Моя карма. Человек в мире изменённого сознания - страница 20



Лицо Тамары Петровны постоянно менялось: она хмурилась или улыбалась, но это оставалось в пределах обычных и не ярко выраженных эмоций, и у меня не вызывало беспокойства. Но вдруг она заволновалась. Лицо её исказила гримаса страха, в руках и ногах появились судороги. Я взял Тамару Петровну за руку. Она постепенно успокоилась, но, когда я убрал руку, выражение страха снова появилось на ее лице, и снова судороги пробежали по телу.

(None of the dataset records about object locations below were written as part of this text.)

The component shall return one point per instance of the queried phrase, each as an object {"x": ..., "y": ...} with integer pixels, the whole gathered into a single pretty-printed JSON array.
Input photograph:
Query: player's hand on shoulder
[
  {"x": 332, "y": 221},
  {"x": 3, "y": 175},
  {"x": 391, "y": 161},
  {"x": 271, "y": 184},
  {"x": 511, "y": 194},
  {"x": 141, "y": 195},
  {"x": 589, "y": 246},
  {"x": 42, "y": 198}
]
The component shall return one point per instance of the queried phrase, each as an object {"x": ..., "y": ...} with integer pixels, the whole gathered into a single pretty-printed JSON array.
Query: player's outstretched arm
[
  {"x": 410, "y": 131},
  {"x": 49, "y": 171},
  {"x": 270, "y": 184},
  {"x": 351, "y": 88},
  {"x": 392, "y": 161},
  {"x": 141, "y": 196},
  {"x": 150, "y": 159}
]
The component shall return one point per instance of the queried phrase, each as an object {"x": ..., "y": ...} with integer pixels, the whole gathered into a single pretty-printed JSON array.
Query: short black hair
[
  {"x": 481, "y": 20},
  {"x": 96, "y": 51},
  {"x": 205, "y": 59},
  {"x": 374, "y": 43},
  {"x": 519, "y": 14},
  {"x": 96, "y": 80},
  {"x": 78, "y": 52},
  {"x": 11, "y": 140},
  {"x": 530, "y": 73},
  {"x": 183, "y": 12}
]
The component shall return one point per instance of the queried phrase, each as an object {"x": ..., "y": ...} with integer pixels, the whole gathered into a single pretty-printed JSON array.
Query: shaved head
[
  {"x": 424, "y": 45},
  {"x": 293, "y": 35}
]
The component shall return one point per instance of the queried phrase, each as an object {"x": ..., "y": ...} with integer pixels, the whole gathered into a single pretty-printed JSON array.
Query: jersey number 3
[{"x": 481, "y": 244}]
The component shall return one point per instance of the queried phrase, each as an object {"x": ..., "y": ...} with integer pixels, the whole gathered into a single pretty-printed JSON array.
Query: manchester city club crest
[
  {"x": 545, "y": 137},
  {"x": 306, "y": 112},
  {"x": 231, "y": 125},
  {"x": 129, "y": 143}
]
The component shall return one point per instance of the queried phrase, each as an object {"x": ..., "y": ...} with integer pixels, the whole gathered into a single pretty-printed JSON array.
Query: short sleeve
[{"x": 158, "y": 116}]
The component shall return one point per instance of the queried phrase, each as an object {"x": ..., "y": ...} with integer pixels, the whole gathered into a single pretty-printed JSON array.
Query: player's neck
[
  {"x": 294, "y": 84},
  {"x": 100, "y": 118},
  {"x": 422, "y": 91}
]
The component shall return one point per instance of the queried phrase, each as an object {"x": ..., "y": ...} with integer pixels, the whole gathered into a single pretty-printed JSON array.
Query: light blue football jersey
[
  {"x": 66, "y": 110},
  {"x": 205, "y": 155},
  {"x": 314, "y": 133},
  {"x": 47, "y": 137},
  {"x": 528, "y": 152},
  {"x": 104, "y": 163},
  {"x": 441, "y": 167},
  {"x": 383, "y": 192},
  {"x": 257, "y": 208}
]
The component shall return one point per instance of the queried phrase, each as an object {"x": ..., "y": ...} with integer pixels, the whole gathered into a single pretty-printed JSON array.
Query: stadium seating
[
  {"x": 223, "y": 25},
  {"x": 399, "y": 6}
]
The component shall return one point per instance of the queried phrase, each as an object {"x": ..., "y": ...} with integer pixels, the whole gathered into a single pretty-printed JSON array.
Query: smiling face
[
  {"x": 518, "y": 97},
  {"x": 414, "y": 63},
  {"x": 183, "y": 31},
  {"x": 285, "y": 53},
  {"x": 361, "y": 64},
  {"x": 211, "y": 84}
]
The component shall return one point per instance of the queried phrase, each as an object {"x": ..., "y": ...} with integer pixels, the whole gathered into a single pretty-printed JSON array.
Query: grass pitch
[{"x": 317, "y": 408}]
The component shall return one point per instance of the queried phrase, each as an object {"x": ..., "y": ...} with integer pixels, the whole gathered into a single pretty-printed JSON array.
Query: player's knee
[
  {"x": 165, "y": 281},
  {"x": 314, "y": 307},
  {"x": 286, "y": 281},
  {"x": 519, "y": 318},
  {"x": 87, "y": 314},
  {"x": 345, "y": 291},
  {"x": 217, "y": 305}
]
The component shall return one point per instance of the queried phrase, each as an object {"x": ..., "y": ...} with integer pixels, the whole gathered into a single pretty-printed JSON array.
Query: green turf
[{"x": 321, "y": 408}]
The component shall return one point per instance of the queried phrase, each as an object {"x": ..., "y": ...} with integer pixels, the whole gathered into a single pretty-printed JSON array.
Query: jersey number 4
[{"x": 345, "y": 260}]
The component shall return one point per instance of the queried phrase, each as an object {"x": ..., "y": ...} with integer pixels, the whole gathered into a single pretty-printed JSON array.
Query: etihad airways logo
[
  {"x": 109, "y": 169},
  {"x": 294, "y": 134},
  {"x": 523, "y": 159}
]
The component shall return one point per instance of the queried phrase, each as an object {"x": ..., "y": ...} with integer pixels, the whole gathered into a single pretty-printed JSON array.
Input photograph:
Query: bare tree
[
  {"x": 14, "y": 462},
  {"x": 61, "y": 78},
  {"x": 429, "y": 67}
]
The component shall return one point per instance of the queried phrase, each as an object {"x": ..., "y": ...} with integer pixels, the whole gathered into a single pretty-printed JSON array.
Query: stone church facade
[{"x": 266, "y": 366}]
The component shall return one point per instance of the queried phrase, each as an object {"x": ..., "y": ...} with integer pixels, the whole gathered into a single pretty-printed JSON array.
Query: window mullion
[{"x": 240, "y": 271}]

Я снова взял её руку, рука была совершенно холодной, и я пытался согреть её, изменял ритм дыхания, пассами усмирял вновь возникавшую головную боль, которую я определял по изменению биополя вокруг головы.

Не знаю, сколько времени прошло, но в какой-то момент Тамара Петровна вдруг снова успокоилась, её дыхание стало ровным, а на лице появилась счастливая улыбка. Аура менялась на глазах. Посветлели тёмно-красные сгустки вокруг головы, пульсация ауры приобрела ритмичность, и свечение стало ярче. Разрывы ещё оставались, но это меня уже не беспокоило, потому что я видел, что механизм заживления организма запущен…

Теперь мне хотелось узнать, что чувствовала и переживала Тамара Петровна, открыв своё подсознание. Но если её рассказ интересовал меня как лишнее доказательство действенности пси-метода, способного произвести перенастройку всего организма и перестроить внутренние программы, то для Сергея Николаевича это стало шоком, потому что шло вразрез с его мировоззрением и представлениями о том разумном пределе, которое сложилось в его голове. Иван же принял всё это без особых эмоций и просто радовался за мать. В конце концов, он, как и я, был из другого поколения, поколения шестидесятых годов, а это поколение уже отличалось более гибким сознанием.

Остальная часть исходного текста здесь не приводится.